Imposible describir la actividad que desplegué para poner al servicio de la
gloria de mi Reina los divinos atributos. Mientras suplicaba a nuestro Señor
que no me llevase por el camino que el Padre espiritual me había significado,
ni permitir que éste abrigara sentimientos contrarios a los míos en el orden a
la Señora, porque no quería reconocer por padre a quien no ama a mi divina Madre.
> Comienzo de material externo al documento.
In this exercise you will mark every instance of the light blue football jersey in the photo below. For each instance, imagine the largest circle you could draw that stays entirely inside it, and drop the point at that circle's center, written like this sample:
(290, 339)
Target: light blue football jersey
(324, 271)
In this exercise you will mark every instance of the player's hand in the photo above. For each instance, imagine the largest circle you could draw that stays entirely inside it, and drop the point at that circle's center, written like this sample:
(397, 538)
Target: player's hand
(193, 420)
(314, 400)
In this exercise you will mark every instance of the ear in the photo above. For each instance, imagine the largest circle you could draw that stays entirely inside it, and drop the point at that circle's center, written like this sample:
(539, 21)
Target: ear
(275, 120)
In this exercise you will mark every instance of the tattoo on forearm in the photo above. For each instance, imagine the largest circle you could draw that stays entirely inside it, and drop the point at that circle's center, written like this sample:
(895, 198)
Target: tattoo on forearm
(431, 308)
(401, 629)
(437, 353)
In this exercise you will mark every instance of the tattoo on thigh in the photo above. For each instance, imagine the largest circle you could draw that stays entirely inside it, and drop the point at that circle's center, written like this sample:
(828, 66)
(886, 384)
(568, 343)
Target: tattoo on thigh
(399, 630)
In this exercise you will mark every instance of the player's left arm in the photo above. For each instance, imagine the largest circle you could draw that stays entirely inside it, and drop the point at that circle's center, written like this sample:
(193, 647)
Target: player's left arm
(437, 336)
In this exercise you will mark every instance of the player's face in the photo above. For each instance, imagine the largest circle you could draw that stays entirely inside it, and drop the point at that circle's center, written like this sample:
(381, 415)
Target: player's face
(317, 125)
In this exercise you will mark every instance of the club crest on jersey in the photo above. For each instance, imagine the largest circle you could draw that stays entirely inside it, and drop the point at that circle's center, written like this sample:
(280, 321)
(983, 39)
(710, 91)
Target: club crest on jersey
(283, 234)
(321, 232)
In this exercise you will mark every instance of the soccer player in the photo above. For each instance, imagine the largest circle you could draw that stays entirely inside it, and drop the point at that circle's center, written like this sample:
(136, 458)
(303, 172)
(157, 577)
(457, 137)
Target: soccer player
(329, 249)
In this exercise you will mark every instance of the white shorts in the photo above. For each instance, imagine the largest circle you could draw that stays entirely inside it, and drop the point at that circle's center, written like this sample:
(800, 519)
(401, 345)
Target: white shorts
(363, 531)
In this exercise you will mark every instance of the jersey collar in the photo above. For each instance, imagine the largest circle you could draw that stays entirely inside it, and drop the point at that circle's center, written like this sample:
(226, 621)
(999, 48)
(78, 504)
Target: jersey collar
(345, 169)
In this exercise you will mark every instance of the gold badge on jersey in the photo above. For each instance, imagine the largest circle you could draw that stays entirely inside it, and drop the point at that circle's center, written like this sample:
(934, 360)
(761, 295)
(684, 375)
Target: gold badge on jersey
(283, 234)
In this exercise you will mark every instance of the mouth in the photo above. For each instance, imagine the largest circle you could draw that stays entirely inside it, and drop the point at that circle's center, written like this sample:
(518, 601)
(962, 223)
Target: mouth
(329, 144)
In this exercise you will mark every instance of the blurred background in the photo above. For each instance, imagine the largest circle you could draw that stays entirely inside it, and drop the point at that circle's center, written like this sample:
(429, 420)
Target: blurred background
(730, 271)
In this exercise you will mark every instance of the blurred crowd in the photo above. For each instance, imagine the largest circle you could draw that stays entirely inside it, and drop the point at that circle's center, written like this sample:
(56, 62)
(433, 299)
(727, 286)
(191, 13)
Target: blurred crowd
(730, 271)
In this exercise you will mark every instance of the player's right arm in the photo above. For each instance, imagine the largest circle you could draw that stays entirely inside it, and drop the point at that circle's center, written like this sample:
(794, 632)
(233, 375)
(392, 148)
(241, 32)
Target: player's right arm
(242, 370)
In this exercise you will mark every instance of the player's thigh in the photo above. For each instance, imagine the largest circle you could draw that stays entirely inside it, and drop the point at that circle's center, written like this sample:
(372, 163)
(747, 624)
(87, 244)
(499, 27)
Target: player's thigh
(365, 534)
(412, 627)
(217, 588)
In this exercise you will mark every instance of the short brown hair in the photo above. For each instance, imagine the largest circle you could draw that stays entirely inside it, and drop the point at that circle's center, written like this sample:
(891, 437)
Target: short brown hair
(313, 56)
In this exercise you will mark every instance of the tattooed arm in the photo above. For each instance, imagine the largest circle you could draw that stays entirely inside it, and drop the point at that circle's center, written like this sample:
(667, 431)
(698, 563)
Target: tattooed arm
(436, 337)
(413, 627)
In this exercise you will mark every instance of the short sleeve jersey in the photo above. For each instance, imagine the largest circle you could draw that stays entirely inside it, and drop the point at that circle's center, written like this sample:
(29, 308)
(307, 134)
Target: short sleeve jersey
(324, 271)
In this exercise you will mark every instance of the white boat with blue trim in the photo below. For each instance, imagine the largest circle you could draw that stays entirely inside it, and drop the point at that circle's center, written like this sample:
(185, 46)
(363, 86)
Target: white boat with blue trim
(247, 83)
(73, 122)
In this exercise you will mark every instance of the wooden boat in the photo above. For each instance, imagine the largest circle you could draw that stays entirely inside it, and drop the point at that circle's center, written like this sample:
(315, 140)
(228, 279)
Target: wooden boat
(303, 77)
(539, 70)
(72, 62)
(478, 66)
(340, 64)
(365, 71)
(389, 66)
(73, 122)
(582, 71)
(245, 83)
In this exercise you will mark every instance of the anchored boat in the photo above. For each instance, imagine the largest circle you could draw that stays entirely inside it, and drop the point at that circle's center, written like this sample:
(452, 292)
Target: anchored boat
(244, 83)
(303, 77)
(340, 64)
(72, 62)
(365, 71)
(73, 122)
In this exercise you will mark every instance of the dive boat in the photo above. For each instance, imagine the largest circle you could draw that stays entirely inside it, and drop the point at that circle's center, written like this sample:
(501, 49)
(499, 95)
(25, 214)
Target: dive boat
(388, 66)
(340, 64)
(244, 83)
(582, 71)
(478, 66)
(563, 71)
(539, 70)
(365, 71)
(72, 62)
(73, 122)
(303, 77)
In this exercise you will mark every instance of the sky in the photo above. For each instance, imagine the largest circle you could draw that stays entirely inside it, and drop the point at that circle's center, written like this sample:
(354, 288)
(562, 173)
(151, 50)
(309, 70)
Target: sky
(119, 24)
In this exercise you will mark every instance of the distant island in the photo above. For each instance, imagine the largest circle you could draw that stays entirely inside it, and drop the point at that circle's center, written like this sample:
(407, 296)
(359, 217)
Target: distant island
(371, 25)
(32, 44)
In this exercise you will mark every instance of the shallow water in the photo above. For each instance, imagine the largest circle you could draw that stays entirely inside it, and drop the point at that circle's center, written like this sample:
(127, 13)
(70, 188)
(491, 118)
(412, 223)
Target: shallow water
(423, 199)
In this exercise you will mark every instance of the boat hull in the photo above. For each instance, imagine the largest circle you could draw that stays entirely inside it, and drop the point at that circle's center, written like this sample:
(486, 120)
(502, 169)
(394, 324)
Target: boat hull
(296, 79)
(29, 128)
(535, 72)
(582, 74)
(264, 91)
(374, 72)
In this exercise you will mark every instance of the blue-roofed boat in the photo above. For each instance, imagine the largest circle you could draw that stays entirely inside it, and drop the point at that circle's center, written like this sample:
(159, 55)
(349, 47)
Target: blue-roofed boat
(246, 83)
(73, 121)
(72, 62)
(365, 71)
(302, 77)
Dios nuestro Señor me dijo que la causa de no poder atender a la Virgen la
religiosa de referencia era su limitada capacidad, pero que no creyera que la Señora no interviene
en sus relaciones con las almas, incluso en las que creen éstas que reciben de
Dios directamente, y que cumpliría con gusto mis anhelos de glorificación
mariana. Procedí así siempre, si bien reconozco que mi fidelidad a la práctica
de la vida mariana es un don de Dios, el que más estimo y agradezco a mi Dios
querido.” (Opúsculos Marianos)
A propósito de esta objeción, el Concilio Vaticano II nos dice en L G, 60: “La misión maternal de María para con los hombres no oscurece ni disminuye en modo alguno la mediación única de Cristo, antes bien sirve para demostrar su poder. Pues todo el influjo salvífico de la Santísima Virgen sobre los hombres no dimana de una necesidad ineludible, sino del divino beneplácito y de la superabundancia de los méritos de Cristo; se apoya en la mediación de éste, depende totalmente de ella y de la misma saca todo su poder. Y, lejos de impedir la unión inmediata de los creyentes con Cristo, la fomenta.